Mark Gionfriddo Makes “Mary Poppins” Sing
Colonial Theatre, Pittsfield, MA
August 13 - 23, 2015
by Shera Cohen

“Mary Poppins” kicks up her heels, flies through the sky, and brings joy to the Banks’ family in Berkshire Theatre Group’s 10th Annual Community Theatre production, to take place on the stage of the Colonial Theatre.

This community event brings together children and adults who have learned from each other all in the midst of collaboration and creativity. One of the creative leaders of this production is musical conductor Mark Gionfriddo.

Mark Gionfriddo, a native of Holyoke, is well known as an accomplished pianist, accompanist, composer, arranger, and musical director.

He started piano studies at the age of four, began performing at six, and directed his first musical project at 12. Mark received his Bachelor's Degree in Piano from Skidmore College and Masters Degree in Accompanying from UMASS/Amherst. He has been based at Mount Holyoke College since 1986 where he is a Senior Instructor in Jazz Piano, Director and Founder of the Mount Holyoke College Jazz Ensemble, and Music Department Staff Accompanist.

In the Spotlight spoke to Mark about his latest project -- “Mary Poppins.”

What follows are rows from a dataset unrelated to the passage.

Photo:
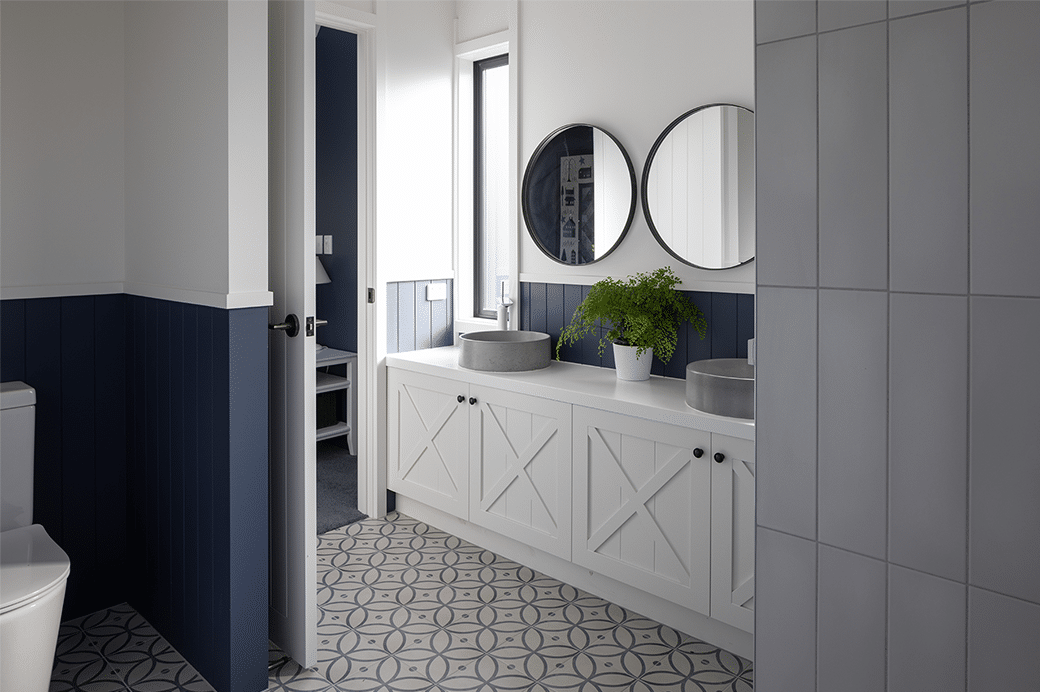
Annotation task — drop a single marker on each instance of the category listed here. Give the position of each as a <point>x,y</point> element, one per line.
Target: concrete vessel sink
<point>722,386</point>
<point>503,351</point>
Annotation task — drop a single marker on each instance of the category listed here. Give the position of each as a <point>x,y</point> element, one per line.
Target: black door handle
<point>290,326</point>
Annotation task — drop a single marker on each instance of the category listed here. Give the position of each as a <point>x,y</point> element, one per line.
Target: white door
<point>293,531</point>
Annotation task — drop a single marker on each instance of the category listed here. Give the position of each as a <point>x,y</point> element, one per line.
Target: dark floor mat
<point>337,487</point>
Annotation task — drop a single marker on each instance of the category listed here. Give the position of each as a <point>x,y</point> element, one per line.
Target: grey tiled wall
<point>899,304</point>
<point>414,323</point>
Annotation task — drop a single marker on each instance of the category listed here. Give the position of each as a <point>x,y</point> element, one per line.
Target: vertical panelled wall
<point>899,307</point>
<point>72,351</point>
<point>151,464</point>
<point>547,307</point>
<point>413,322</point>
<point>197,411</point>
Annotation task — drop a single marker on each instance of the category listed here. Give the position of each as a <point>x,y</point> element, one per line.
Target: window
<point>491,183</point>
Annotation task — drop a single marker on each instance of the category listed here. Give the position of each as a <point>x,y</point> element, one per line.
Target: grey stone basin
<point>722,386</point>
<point>503,351</point>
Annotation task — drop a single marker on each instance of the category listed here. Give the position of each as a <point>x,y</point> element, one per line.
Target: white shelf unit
<point>327,381</point>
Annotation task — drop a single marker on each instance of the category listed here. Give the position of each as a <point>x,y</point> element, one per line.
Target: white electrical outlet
<point>437,291</point>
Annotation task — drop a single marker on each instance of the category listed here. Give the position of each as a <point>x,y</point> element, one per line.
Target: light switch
<point>437,291</point>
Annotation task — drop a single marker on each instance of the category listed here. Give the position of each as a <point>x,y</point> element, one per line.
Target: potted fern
<point>644,314</point>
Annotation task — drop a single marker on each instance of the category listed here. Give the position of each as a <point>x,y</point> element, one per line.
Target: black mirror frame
<point>646,177</point>
<point>524,188</point>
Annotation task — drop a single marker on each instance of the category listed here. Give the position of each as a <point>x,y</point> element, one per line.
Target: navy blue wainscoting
<point>72,351</point>
<point>336,183</point>
<point>548,307</point>
<point>197,411</point>
<point>414,323</point>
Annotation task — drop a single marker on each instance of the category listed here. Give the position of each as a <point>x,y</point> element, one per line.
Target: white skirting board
<point>687,621</point>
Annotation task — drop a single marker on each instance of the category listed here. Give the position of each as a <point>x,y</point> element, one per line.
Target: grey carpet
<point>337,487</point>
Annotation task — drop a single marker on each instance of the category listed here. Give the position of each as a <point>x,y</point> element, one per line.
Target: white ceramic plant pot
<point>630,367</point>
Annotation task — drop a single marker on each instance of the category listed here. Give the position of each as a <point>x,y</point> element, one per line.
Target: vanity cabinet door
<point>642,505</point>
<point>427,427</point>
<point>733,532</point>
<point>520,477</point>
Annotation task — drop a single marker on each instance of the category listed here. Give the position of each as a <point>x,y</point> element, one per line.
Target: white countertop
<point>657,399</point>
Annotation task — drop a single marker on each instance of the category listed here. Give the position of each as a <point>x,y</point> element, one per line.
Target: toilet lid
<point>30,563</point>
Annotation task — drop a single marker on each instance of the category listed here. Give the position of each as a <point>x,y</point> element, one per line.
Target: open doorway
<point>336,292</point>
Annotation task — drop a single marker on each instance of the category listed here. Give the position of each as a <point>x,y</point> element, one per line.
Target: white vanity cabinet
<point>643,505</point>
<point>494,457</point>
<point>427,427</point>
<point>733,531</point>
<point>615,487</point>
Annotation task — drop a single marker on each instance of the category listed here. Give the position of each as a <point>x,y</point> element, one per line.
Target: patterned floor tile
<point>405,607</point>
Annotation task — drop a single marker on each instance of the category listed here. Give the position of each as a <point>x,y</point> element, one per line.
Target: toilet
<point>33,568</point>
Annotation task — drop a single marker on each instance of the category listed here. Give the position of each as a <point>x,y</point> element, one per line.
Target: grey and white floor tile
<point>405,607</point>
<point>114,650</point>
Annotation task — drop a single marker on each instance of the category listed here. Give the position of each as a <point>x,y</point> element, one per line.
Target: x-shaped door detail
<point>518,462</point>
<point>427,439</point>
<point>634,501</point>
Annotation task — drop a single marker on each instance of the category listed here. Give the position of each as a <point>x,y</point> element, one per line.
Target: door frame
<point>371,452</point>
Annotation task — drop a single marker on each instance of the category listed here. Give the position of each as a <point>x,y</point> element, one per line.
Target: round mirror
<point>578,195</point>
<point>699,187</point>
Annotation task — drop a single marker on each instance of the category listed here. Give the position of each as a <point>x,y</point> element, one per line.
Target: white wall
<point>414,164</point>
<point>630,68</point>
<point>134,150</point>
<point>196,142</point>
<point>61,196</point>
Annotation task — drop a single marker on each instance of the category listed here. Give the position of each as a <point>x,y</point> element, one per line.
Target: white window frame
<point>465,55</point>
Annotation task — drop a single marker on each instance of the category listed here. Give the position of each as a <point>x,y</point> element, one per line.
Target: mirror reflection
<point>699,187</point>
<point>578,195</point>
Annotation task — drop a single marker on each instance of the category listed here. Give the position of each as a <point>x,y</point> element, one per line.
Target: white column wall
<point>415,158</point>
<point>61,182</point>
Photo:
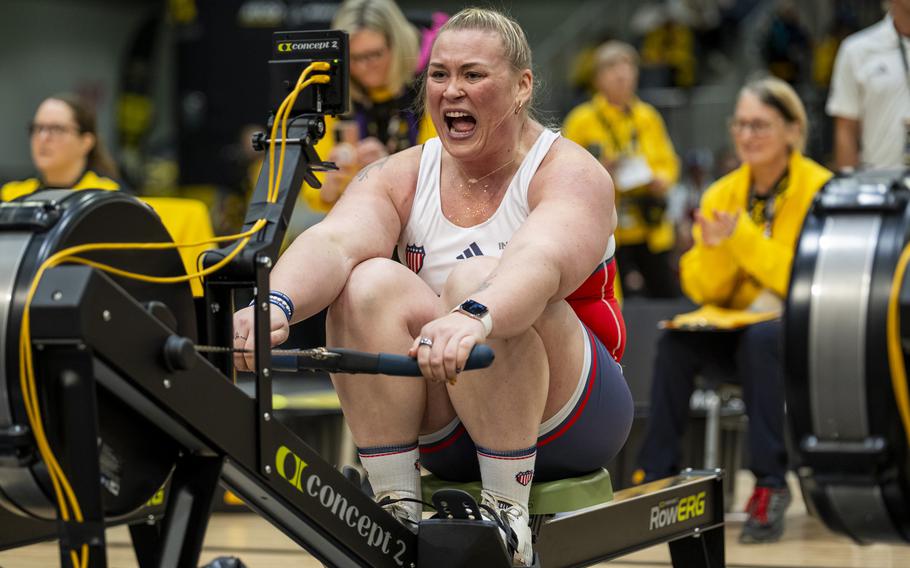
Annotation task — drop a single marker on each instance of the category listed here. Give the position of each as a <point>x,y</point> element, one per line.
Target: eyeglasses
<point>757,127</point>
<point>368,57</point>
<point>52,130</point>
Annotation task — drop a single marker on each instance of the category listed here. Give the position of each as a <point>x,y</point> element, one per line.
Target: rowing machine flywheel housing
<point>843,396</point>
<point>135,456</point>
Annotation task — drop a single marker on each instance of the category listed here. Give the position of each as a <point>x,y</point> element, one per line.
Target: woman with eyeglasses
<point>745,237</point>
<point>68,154</point>
<point>384,53</point>
<point>66,150</point>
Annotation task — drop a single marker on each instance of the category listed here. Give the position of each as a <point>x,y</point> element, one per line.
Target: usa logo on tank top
<point>414,256</point>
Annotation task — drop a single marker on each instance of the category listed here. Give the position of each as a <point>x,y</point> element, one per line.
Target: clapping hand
<point>714,232</point>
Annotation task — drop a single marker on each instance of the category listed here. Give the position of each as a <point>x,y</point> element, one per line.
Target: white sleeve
<point>844,95</point>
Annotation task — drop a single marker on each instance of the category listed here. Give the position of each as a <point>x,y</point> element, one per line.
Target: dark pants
<point>660,281</point>
<point>750,357</point>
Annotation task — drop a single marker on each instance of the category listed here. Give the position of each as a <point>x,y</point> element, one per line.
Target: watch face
<point>474,308</point>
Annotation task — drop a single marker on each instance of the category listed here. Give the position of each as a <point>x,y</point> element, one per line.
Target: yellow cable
<point>62,489</point>
<point>895,352</point>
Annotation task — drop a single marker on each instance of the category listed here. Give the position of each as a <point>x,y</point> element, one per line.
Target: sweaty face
<point>760,133</point>
<point>472,91</point>
<point>56,142</point>
<point>370,58</point>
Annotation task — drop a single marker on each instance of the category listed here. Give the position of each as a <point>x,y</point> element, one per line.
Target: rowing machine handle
<point>351,361</point>
<point>481,357</point>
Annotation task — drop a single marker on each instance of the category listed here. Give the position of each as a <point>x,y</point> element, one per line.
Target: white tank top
<point>431,245</point>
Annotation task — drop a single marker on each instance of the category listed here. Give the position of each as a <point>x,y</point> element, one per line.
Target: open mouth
<point>460,124</point>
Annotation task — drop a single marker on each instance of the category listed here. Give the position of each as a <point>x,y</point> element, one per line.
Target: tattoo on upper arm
<point>365,172</point>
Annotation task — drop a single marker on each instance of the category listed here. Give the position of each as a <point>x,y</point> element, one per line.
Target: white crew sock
<point>395,468</point>
<point>508,474</point>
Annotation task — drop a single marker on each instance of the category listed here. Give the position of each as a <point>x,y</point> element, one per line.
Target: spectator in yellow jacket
<point>66,150</point>
<point>629,138</point>
<point>745,238</point>
<point>68,153</point>
<point>384,50</point>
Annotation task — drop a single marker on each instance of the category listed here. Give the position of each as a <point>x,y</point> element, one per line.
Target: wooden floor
<point>806,544</point>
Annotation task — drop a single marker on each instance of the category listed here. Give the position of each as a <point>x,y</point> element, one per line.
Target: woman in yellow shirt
<point>66,150</point>
<point>68,154</point>
<point>384,49</point>
<point>745,238</point>
<point>629,138</point>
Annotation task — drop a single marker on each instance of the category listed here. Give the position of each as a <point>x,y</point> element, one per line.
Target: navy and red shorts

Spotlight: Why do you enjoy working on "Mary Poppins"? 
Mark: I loved the film as a kid growing up, and it's fun to recreate that film live on stage. It's also the annual Community Show here, so I get to work with young kids, teenagers, college apprentices, and adults -- an unusual opportunity to create a multi-generational performance piece.

Spotlight: Tell us about rehearsals.
Mark: We start with a vocal and dance warmup, then I might teach a song, and my directing colleagues will choreograph or stage it. After several weeks and the end of the rehearsal process, we do full run through every night. We have been doing runs for a few weeks now. It's amazing to see the growth over time.

Spotlight: Is “Mary” a musical just for kids?
Mark: One would think so, but there's something in it for everyone. After all, at the bare bones, it's about a family that has lost its way. Mary teaches the adults to learn how to have fun, and the children how to behave more responsibly. And the song "Feed The Birds" is at the heart of the show: a plea for charity towards animals and other humans.

Spotlight: What is the most difficult song? Easiest?
Mark: Playing “The Game” is very difficult and can be vocally throaty. It's also quite the scary number -- the toys revolt after being treated badly. The easiest song, I think, is Supercalifragilistic... although the 'sign language' that the actors do is pretty intense.

Spotlight: Who makes up your band?
Mark: The band is a combo of professionals and teachers. We have a few members who have been in almost every community musical since they began. And we have a few newbies who are joining us for the first time.

Spotlight: How did you get started in this work? 
Mark: I've always enjoyed 'show playing' (I had an affinity for playing musical scores) and learned how to do it myself, with no real mentors. Musical theatre is not as far removed from solo or choral singing as one might think. I've been fortunate to work in many genres -- I began with classical music, then branched out to jazz piano.

Spotlight: What is your day job? Is it music?
Mark: It is my day job! I consider myself pretty lucky.

Spotlight: Any thoughts about the rehearsal process that are important?
Mark: The only wisdom I'd like to offer is that the rehearsal process will go smoothly if everyone allows themselves to make mistakes. It's important to try things and take a chance. Great things will happen if one does this.